The Seattle Seahawks agreed to terms with free-agent running back Adrian Peterson on Wednesday afternoon, adding the 36-year-old Canton-bound rusher to their practice squad. Peterson is expected to be elevated to Seattle's active roster and should immediately carve out a role for himself in a backfield that is unfortunately riddled with injury, but we don't envision him being able to elevate what's already a disappointing rushing unit.
Peterson most recently played for the Tennessee Titans, last appearing in a game just two weeks ago. Peterson was initially signed by the Titans after their bell-cow running back Derrick Henry suffered a serious foot injury. One of the league's greatest runners of the football in pro history, Peterson's tenure in Tennessee could be summed up with one word: Disaster.

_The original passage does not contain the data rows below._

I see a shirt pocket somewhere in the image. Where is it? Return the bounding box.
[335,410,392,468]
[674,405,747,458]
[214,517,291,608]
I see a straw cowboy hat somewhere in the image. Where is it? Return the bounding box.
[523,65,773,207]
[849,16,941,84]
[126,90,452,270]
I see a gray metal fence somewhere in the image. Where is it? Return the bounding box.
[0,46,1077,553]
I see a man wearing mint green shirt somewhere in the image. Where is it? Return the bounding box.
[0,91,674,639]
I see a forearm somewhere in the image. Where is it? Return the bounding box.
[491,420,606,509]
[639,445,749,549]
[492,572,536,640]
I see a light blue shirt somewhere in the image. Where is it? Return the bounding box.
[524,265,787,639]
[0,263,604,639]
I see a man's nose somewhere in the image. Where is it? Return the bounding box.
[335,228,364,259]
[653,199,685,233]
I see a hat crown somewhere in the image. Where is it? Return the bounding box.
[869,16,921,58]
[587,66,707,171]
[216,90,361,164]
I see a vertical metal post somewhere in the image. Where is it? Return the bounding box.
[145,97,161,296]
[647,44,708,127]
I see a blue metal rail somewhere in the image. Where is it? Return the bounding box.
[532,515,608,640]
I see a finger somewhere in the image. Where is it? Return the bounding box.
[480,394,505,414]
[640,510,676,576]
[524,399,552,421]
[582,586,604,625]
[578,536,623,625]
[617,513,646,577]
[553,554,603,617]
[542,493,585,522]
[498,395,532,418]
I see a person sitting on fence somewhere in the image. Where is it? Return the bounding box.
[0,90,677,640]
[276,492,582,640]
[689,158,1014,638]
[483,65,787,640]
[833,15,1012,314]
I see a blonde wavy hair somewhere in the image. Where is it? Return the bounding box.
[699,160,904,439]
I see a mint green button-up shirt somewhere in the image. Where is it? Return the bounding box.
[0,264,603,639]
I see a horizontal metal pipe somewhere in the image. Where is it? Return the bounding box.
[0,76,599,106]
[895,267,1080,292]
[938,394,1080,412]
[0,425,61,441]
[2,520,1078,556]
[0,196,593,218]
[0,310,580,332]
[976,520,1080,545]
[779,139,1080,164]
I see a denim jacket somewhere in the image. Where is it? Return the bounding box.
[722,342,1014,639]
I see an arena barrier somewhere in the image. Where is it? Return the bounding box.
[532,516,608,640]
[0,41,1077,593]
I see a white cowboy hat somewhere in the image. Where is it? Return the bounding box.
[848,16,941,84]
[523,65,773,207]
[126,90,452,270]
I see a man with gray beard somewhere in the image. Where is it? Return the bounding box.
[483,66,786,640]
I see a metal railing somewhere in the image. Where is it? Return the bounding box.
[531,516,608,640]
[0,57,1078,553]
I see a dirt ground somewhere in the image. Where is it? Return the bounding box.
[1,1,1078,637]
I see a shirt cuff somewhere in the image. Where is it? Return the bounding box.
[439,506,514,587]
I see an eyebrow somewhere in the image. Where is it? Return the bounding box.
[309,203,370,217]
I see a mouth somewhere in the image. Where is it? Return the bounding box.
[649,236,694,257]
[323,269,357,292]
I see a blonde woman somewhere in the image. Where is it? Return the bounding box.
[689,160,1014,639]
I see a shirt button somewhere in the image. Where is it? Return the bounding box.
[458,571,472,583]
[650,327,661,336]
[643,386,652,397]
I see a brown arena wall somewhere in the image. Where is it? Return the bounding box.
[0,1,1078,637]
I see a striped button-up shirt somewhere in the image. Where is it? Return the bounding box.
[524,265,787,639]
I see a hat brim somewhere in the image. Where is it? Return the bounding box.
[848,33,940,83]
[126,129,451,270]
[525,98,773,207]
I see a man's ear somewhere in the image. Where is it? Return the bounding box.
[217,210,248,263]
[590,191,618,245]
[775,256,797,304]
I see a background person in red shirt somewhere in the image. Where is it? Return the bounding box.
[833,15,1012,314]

The former Minnesota Viking carried the ball a healthy 27 times across three appearances in Tennessee, and gained just 82 yards, or a rather pedestrian three yards per carry. Peterson averaged 2.6 or fewer yards per carry in two games and his disappointing overall numbers were only boosted by a 16-yard rush in a loss to the lowly Houston Texans in Week 11.
As much as we'd love to place our heroes in a time capsule and prevent them from aging, Peterson very much looked like a 36-year-old rusher that's well past his prime. The Titans found themselves in a desperate situation while being forced to operate in a post-Henry world, and Peterson failed to meet their reasonable expectations—and was promptly released in under a month. The Titans had seen enough of Peterson running high and failing to hit the appropriate rushing lanes and decided to move forward with the uninspiring duo of Dontrell Hilliard and D'Onta Foreman (those are the guys Peterson couldn't beat out).
Peterson moves onto the 3-8 Seahawks now, whose playoff hopes have already all but ended. Success has been hard to come by for a Seahawks offense that's averaging an astonishingly low 9.3 points per game while embarking on a rather hopeless three-game losing streak. A poor rushing attack has directly contributed to Seattle's hapless offense.
The latest defeat occurred on Monday Night Football at the hands of the surging Washington Football Team. Starting quarterback Russell Wilson served as the team's leading rusher, gaining all of 16 yards on two attempts. Alex Collins, who has replaced the injured Chris Carson as the lead back, was held to just 14 yards on seven rushing attempts. It's been a rough stretch for Collins, who has failed to account for 50 rushing yards in a single contest in his last five appearances despite handling more than 10 touches per game across that timeline.
Head coach Pete Carroll hopes to witness Peterson improve his team's lackluster rushing attack, but there's zero reason to believe he's capable of doing so. Peterson encountered a good run-blocking offensive line in Tennessee, one that was on pace to propel Henry to his second consecutive 2,000-yard season before injury reared its ugly head. Peterson couldn't make it work with that offensive line and he'll find a much worse unit in Seattle, one that ranks near the bottom of the league in overall rushing efficiency.
Seattle is in the midst of experiencing the franchise's most disappointing campaign in more than a decade and Peterson isn't going to salvage the inevitable from occurring.